By: Jonah Comstock
This year has been a big year for health app regulation: FDA released its final guidance on regulation of mobile medical apps earlier this year, and the ONC released its final HIPAA omnibus rule in January. But there is a third agency regulating health apps, in cases where neither the FDA’s harm standard nor HIPAA apply: the Federal Trade Commission.
At the mHealth Summit in National Harbor, Maryland, William Baker, an attorney with Wiley Rein LLP, talked about the FTC’s role in regulating apps, as well as the role played by state attorneys general and industry self-regulation.
Baker said FTC regulation is concerned with “misleading or unfair trade practices,” such as the commission’s removal of dermatology apps from the iOS and Google Play stores in 2011. But the agency is also concerned with privacy and security of data that isn’t covered under HIPAA, like, potentially, data from health and fitness apps. Though not a health app, the FTC did crack down on an app just last week for data security reasons — a flashlight app that gave user’s geographic location to third parties without permission.

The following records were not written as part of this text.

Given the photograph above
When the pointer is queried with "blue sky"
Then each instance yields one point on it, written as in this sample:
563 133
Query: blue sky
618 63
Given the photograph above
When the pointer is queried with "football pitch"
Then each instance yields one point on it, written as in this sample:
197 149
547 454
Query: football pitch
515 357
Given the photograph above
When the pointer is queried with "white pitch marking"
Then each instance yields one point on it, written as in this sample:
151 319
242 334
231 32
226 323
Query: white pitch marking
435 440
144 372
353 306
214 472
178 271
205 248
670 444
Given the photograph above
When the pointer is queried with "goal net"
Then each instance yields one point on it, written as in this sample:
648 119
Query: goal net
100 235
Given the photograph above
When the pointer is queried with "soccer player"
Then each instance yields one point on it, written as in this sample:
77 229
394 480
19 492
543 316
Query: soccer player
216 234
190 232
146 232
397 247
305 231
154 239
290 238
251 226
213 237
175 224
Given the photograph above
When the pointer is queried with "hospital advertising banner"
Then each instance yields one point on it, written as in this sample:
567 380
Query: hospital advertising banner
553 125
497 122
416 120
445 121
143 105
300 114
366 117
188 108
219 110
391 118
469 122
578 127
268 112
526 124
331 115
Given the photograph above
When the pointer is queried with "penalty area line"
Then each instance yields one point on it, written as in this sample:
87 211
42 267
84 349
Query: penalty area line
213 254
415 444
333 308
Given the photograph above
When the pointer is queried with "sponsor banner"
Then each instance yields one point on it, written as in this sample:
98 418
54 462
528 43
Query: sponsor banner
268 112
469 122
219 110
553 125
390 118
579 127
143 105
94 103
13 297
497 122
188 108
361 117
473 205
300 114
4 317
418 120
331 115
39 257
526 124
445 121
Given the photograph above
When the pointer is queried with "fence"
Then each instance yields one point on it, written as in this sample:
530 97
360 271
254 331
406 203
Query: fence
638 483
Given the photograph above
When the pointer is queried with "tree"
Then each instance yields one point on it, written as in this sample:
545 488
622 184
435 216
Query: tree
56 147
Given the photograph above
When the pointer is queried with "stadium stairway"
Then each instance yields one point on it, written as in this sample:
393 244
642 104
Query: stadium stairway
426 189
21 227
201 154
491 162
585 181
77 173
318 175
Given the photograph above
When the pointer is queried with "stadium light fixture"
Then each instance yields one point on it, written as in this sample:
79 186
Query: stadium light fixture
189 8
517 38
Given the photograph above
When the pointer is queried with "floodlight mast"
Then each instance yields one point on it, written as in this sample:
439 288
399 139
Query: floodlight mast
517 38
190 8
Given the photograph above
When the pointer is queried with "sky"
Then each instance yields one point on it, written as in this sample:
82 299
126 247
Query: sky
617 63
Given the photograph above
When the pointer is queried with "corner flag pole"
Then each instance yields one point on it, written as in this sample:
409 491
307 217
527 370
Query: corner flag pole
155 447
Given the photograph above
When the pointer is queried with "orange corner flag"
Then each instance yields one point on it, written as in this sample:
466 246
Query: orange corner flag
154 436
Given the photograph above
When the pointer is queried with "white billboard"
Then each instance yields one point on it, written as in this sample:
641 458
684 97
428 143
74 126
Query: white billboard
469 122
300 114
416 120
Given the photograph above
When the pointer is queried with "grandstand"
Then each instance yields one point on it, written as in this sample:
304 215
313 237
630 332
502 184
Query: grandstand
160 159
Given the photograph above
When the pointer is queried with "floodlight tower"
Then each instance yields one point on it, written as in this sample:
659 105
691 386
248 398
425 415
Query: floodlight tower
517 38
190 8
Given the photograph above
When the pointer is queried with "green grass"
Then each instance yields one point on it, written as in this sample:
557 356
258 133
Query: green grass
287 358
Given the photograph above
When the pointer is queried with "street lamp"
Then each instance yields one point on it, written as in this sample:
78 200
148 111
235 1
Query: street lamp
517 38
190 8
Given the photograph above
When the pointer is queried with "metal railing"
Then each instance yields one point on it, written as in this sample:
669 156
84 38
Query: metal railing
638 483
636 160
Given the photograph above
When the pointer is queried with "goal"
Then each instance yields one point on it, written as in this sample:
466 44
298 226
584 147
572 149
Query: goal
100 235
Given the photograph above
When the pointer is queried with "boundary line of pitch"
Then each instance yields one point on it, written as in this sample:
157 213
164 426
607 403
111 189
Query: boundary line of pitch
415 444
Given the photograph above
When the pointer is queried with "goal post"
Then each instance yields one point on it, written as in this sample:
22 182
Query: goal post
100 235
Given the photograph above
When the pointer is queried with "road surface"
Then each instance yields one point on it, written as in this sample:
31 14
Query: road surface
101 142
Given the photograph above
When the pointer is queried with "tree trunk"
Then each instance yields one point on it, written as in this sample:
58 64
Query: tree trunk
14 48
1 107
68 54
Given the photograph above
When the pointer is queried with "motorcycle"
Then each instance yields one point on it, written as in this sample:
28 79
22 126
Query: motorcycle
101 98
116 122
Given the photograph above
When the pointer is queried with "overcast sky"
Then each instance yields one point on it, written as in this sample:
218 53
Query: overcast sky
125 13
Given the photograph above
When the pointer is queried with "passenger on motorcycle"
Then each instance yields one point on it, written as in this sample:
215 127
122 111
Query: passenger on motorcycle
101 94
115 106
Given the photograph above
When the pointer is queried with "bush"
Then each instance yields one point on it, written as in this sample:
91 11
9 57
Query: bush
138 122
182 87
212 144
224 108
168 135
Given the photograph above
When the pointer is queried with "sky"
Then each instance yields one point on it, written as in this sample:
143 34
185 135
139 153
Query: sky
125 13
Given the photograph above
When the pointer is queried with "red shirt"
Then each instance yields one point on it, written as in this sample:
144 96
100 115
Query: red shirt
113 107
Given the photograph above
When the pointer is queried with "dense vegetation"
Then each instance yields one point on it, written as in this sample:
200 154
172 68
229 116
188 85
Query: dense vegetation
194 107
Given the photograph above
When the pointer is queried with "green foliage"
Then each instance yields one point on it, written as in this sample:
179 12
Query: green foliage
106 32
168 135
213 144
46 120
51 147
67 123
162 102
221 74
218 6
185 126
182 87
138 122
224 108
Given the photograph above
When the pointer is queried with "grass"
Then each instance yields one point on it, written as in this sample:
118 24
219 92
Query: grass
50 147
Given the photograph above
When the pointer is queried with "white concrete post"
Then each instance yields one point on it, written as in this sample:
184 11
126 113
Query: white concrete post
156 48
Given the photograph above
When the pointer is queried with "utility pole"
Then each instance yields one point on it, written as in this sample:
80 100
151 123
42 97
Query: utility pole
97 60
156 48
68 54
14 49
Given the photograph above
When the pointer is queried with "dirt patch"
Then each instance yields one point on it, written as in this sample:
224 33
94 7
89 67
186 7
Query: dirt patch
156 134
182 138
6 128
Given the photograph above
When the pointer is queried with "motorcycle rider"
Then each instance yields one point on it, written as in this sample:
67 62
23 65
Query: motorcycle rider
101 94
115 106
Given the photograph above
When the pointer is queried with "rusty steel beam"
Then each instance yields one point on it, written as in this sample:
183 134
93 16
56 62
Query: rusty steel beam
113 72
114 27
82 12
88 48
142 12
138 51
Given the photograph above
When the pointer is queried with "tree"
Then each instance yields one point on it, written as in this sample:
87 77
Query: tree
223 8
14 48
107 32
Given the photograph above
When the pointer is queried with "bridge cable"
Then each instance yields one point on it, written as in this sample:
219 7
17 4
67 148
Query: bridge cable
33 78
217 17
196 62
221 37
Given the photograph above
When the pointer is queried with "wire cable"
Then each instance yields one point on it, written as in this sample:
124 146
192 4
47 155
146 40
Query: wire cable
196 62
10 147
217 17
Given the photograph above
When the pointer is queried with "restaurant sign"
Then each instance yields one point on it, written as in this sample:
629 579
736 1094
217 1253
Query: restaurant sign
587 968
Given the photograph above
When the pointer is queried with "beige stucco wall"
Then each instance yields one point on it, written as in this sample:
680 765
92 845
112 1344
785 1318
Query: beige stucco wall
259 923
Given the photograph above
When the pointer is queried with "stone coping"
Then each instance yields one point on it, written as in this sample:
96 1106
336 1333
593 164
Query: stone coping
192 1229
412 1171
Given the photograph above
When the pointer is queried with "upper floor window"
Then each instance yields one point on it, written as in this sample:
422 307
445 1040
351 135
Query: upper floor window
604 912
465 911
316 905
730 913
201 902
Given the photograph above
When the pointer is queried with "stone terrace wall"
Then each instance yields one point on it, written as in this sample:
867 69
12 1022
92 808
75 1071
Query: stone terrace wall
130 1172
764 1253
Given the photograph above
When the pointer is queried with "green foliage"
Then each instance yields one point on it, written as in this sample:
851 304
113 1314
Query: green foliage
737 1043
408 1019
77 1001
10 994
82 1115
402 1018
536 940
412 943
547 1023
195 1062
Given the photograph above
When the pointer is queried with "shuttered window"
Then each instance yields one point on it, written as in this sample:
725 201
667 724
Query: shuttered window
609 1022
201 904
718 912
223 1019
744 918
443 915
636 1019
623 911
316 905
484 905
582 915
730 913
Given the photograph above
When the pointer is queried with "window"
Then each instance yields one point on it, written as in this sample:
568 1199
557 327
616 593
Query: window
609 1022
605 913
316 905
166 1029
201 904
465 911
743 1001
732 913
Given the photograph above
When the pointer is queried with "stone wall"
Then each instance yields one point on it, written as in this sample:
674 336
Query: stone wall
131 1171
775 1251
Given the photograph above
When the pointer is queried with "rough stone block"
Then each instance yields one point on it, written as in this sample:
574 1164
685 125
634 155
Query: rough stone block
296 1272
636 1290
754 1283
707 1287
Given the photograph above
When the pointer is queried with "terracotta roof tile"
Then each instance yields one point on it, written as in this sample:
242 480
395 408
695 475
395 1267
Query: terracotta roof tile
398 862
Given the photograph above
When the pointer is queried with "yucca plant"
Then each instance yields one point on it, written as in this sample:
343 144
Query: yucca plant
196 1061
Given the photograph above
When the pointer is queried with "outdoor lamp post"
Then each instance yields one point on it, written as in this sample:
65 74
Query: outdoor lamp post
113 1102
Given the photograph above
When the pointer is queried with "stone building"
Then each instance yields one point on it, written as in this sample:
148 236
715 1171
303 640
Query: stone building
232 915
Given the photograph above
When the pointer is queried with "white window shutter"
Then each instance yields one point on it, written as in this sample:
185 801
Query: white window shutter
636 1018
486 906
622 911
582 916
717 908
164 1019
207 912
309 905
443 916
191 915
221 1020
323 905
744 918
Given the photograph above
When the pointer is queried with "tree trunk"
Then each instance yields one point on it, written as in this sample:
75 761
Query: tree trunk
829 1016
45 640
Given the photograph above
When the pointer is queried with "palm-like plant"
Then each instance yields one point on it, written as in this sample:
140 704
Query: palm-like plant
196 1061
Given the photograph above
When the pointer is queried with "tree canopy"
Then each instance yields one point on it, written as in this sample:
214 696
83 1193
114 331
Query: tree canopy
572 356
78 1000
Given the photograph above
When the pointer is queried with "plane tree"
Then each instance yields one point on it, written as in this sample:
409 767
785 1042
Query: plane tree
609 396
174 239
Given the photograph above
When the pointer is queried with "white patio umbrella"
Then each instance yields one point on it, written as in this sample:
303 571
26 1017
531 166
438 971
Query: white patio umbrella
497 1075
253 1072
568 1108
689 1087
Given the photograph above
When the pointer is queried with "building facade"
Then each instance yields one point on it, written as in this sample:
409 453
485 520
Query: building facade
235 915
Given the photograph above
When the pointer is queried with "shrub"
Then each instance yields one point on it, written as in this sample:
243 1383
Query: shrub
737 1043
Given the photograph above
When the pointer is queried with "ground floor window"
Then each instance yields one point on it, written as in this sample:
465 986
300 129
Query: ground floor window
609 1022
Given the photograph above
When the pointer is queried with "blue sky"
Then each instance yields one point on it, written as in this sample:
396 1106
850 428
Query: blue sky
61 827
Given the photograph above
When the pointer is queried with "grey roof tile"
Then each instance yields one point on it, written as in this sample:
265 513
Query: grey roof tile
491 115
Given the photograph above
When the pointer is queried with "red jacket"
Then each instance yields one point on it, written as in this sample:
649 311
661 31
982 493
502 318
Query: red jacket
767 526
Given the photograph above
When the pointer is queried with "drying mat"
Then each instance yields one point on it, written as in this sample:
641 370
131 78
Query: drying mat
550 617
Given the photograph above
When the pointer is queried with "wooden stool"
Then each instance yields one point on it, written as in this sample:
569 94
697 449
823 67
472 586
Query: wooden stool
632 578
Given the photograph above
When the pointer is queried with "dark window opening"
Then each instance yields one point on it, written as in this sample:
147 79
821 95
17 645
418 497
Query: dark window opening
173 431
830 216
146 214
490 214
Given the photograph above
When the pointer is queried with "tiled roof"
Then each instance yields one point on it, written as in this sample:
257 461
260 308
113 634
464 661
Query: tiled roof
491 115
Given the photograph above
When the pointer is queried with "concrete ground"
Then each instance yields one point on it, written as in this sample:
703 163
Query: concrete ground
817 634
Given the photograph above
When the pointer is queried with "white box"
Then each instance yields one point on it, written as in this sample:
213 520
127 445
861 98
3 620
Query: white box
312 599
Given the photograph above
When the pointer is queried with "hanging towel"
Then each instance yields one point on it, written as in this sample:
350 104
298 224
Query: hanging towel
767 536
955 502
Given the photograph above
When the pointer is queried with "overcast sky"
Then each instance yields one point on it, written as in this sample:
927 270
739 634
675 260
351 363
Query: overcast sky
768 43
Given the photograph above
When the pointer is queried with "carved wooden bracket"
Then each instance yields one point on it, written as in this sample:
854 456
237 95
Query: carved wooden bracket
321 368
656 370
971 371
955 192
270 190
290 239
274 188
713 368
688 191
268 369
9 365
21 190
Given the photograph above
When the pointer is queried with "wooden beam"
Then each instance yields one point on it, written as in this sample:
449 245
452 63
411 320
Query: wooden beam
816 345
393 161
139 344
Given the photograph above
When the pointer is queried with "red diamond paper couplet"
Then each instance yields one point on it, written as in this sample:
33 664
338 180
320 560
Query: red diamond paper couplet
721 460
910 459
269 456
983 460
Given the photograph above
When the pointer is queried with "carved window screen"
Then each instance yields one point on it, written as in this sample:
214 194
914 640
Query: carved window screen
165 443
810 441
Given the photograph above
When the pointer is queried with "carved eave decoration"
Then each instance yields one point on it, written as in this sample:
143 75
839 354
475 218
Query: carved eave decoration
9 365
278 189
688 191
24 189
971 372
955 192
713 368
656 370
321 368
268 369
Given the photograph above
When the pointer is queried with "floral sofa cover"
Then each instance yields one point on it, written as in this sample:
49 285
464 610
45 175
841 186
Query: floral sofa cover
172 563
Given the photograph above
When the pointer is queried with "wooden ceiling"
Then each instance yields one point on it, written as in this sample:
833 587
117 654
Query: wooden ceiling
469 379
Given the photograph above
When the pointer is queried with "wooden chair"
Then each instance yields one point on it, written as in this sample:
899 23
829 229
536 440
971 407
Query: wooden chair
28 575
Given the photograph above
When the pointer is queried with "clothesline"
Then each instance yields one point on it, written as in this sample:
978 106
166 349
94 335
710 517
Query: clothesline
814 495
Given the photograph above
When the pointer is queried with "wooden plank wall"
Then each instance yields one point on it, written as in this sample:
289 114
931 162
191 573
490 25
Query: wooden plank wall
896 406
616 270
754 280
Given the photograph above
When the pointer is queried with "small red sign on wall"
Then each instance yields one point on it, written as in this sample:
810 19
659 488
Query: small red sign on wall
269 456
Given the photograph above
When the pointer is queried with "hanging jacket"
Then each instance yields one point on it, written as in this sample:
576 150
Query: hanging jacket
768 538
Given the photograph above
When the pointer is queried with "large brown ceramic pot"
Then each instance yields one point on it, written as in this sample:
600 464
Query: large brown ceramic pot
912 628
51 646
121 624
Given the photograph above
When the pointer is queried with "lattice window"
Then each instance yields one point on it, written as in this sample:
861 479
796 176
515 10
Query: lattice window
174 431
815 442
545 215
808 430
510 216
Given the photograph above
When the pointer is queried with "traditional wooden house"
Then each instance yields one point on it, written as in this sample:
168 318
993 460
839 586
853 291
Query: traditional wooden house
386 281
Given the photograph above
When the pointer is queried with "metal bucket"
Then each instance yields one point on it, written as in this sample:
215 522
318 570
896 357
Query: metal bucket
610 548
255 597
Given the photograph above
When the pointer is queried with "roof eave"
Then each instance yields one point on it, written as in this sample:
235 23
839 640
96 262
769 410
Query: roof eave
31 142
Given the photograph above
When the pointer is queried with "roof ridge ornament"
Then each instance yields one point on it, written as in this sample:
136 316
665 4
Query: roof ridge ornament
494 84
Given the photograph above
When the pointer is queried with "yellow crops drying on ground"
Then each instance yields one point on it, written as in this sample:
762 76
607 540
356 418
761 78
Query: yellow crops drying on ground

“The end user license agreement didn’t disclose that it was collecting precise geographic data,” he said. “There was an accept and refuse button. The app was already collecting and transmitting data before the button appeared, and if you clicked refuse, it did it anyway.”
Recently, the FTC’s pursuit of medical research company LabMD has suggested that the commission is no longer limiting itself to non-PHI privacy concerns. The Georgia company has sued in response, alleging that the FTC is overstepping its bounds.